Responsibility and initiative also matter. New requests arrive frequently, often in unfamiliar domains. “You need to take on a lot of responsibility in general,” he says. “Even when you don’t know the answer, you need to be proactive enough to say you’ll still find a way to get it done.”

Finally, language skills and adaptability play a role. SAS Madrid works with many Spanish clients, so a certain level of Spanish is required. “Although it’s a US company, the offices here in Madrid tend to work with Spanish clients,” he says. His current role involves an international manager and diverse cases, but local communication still matters. The combination of technical depth, communication, and adaptability is what helped him stand out.

What’s the best way to study data analytics?

Looking back, Youssef believes many students underestimate how valuable the IE extracurricular ecosystem can be. Technical electives, clubs, and startup labs offer opportunities that go far beyond standard coursework. “From a class of about 55 people, only four or five ended up trying the Tech Venture Bootcamp,” he says.
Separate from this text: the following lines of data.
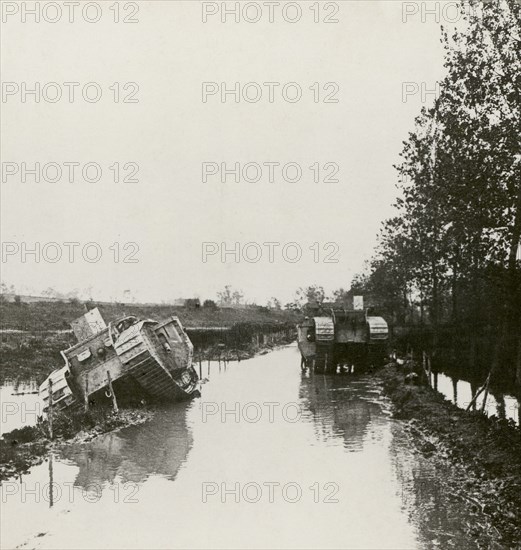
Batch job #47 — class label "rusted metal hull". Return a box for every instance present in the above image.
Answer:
[40,317,199,410]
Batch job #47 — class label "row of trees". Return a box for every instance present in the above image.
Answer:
[354,0,521,382]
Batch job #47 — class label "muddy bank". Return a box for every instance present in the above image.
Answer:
[0,340,293,481]
[376,365,521,548]
[0,407,154,481]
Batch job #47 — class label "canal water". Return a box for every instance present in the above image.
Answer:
[0,346,492,549]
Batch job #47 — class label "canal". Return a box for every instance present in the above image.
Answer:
[0,346,492,549]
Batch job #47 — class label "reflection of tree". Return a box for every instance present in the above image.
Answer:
[299,375,383,451]
[58,403,192,488]
[390,423,490,549]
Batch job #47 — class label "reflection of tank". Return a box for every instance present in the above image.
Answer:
[59,402,193,490]
[297,308,389,373]
[40,309,198,411]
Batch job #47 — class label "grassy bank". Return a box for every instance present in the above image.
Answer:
[377,365,521,548]
[0,302,297,333]
[0,408,153,481]
[0,302,298,383]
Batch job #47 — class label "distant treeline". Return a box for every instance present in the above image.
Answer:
[353,0,521,384]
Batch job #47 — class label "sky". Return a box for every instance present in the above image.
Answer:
[0,0,443,304]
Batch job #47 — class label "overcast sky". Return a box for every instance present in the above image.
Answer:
[1,1,443,304]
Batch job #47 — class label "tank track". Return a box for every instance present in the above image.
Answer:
[314,344,336,374]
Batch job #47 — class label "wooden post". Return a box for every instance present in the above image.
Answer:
[107,371,119,413]
[49,453,54,508]
[47,378,53,439]
[85,374,89,412]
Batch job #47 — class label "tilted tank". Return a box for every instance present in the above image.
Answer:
[297,307,389,373]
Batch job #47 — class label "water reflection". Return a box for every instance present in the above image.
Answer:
[433,372,521,425]
[61,403,193,487]
[0,347,504,549]
[299,373,386,451]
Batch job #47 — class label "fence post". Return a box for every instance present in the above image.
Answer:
[107,371,119,413]
[47,377,53,439]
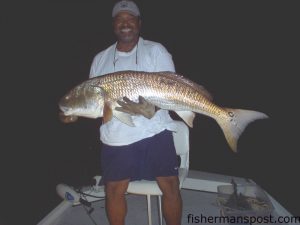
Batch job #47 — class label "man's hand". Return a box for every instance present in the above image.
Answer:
[115,96,155,119]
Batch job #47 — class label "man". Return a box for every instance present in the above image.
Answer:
[90,0,182,225]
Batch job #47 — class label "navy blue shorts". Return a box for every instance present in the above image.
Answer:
[100,130,179,184]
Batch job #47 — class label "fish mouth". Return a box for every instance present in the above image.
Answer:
[121,28,132,33]
[58,112,78,123]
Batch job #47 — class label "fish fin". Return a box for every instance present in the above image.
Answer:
[115,96,156,119]
[102,102,113,123]
[160,71,213,101]
[175,111,195,127]
[113,110,135,127]
[216,108,268,152]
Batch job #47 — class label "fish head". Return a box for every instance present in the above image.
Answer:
[59,82,104,118]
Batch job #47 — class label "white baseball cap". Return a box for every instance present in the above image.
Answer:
[112,0,140,17]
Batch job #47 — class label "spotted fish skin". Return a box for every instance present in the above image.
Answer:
[59,71,268,151]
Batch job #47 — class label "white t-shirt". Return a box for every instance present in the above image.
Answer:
[90,37,176,146]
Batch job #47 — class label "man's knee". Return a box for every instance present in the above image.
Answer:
[156,176,180,196]
[105,179,129,197]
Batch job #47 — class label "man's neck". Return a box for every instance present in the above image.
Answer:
[117,38,139,52]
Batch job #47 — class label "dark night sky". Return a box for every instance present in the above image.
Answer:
[0,0,300,224]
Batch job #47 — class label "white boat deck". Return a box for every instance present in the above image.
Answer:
[38,171,299,225]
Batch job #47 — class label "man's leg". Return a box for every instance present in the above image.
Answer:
[156,176,182,225]
[105,179,129,225]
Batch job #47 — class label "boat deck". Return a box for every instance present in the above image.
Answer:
[38,171,299,225]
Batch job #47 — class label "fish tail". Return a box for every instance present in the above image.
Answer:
[216,108,268,152]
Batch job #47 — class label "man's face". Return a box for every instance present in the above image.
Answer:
[113,12,141,43]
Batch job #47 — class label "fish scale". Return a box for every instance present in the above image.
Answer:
[59,71,268,152]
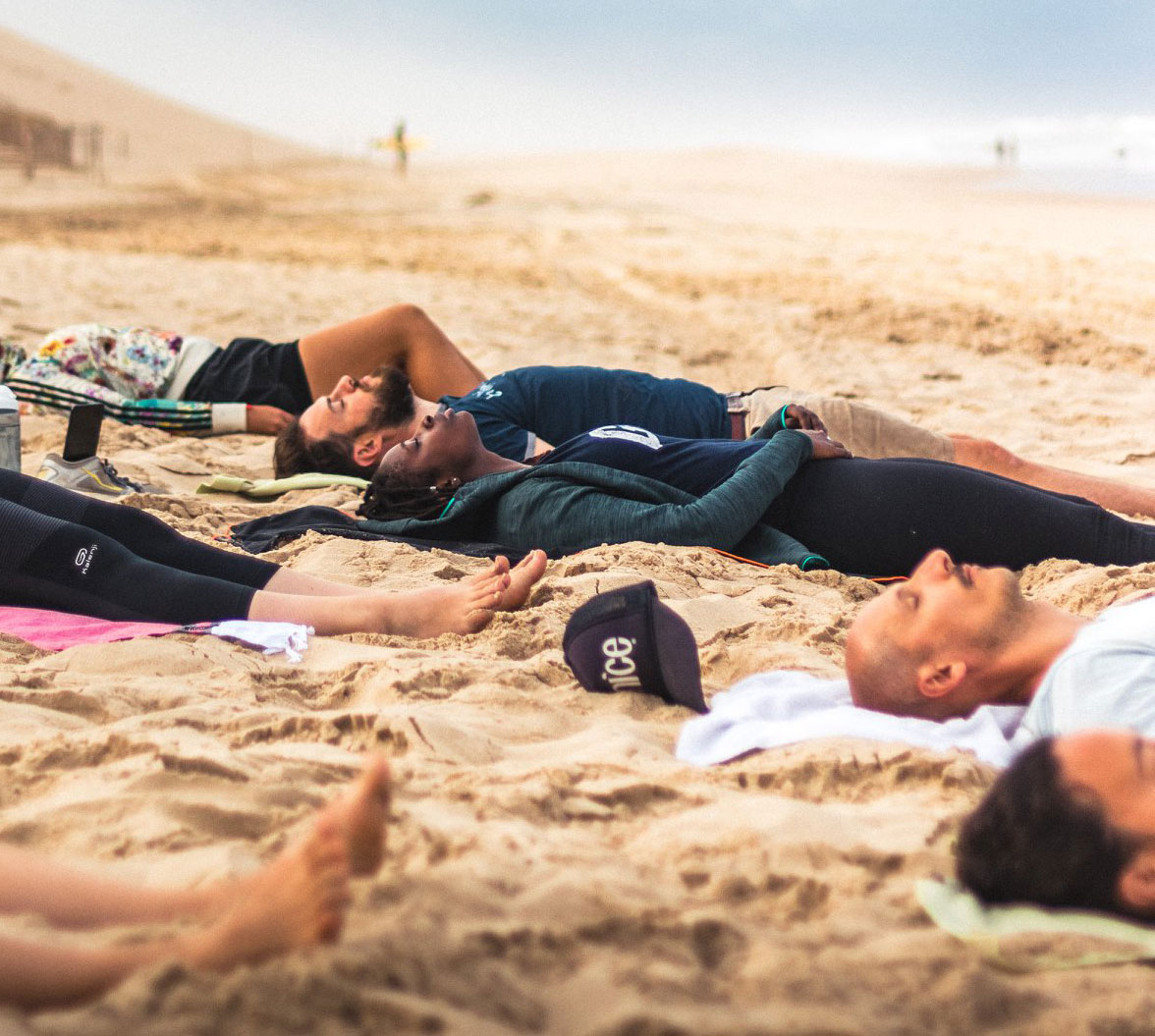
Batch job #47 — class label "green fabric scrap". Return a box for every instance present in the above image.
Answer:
[914,880,1155,971]
[196,471,368,500]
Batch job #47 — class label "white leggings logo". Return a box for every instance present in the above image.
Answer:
[74,543,96,575]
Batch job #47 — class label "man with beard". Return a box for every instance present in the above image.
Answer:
[957,730,1155,923]
[847,551,1155,736]
[6,305,481,435]
[274,355,1155,518]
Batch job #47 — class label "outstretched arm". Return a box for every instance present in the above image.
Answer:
[300,305,485,400]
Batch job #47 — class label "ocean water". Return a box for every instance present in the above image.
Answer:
[983,165,1155,201]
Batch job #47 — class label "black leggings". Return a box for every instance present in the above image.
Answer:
[0,470,278,624]
[765,458,1155,576]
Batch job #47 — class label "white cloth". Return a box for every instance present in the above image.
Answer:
[1022,597,1155,736]
[675,670,1031,767]
[209,619,313,662]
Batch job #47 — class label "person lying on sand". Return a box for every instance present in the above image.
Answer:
[0,759,389,1009]
[8,305,1155,518]
[274,340,1155,518]
[847,549,1155,736]
[957,730,1155,920]
[360,409,1155,576]
[0,470,545,636]
[7,305,481,435]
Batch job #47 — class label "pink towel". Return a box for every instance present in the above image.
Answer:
[0,605,180,651]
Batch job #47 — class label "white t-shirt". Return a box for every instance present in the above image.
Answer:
[1022,597,1155,736]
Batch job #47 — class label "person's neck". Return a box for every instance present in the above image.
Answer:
[412,395,441,428]
[461,447,529,481]
[989,601,1088,704]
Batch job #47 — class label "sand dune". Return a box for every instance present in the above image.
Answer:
[0,132,1155,1036]
[0,27,313,182]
Many chose not to take on extra work, but he sees how those additional hours shaped his trajectory.

Youssef encourages future students to take the initiative early, especially if they want careers in analytics, engineering, or consulting. “If you’re interested in working on a tech-related product and you have the chance to do the Tech Venture Bootcamp, go for it,” he says. “Someone might need you at some point for their project, and you’re going to learn so much on the business end as well.”

He also highlights the importance of staying open to the international experience the Master in Business Analytics & Data Science offers. Working with classmates from around the world helped him adapt quickly to Spain and to the multicultural environments he now works in. “Everyone from IE is from a different part of the world,” he says. “You all adapt together.”

Why should you choose IE School of Science & Technology?

Youssef began looking at universities across Europe, Canada and Asia after high school, searching for programs that combined math, statistics, and real career potential. Our master’s program was the only one offering data science among the institutions he applied to. “Data science was becoming popular, and people were saying it would be in demand in the years to come,” he says. He wasn’t completely sure what the field involved, but he was sure about what he liked: problem-solving and analytical thinking.

A friend already studying the program described strong facilities, a diverse student body, and professors with strong industry backgrounds. “You have access to amazing professors,” he says. “You’re in awe about their résumé most of the time.” That combination convinced him to move from Egypt to Madrid, where he quickly found a home within IE School of Science & Technology’s international environment.

That combination convinced Youssef to move from Egypt to Madrid, where he quickly found a home within IE School of Science & Technology’s international environment.

The cultural transition was a positive one. “There was a big cultural shock, but in a good way,” he says. The mix of backgrounds, the warm environment, and the pace of life in Madrid all contributed to a smooth adjustment. With hindsight, he sees IE School Science & Technology as the right choice at the right time. “It’s a very safe choice,” he says. “It’s the best choice.”